Trading isn’t Anchorage’s primary business, so it doesn’t have to squeeze clients on their transactions and can instead try to keep them happy for the long-term. That also sets up Anchorage to be foundational part of the cryptocurrency stack. It wouldn’t disclose the terms of the Merkle Data acquisition, but the Pantera Capital-backed company brings quantative analysts to Anchorage to keep its trading safe and smart.

“Unlike most traditional financial assets, crypto assets are bearer assets: in order to do anything with them, you need to hold the underlying private keys. This means crypto custodians like Anchorage must play a much larger role than custodians do in traditional finance” says McCauley. “Services like trading, settlement, posting collateral, lending, and all other financial activities surrounding the assets rely on the custodian’s involvement, and in our view are best performed by the custodian directly.”

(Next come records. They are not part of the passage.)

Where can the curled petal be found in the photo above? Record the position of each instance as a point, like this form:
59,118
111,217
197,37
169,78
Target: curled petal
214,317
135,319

Anchorage will be competing with Coinbase, which offers integrated custody and institutional brokerage through its agency-only OTC desk. Fidelity Digital Assets combines trading and brokerage, but for Bitcoin only. BitGo offers brokerage from custody through a partnership with Genesis Global Trading. But Anchorage hopes its experience handling huge sums, clear pricing, and credentials like membership in Facebook’s Libra Association will win it clients.

McCauley says the biggest threat to Anchorage isn’t competitors, thoguh, but hazy regulation. Anchorage is building a core piece of the blockchain economy’s infrastructure. But for the biggest financial institutions to be comfortable getting involved, lawmakers need to make it clear what’s legal.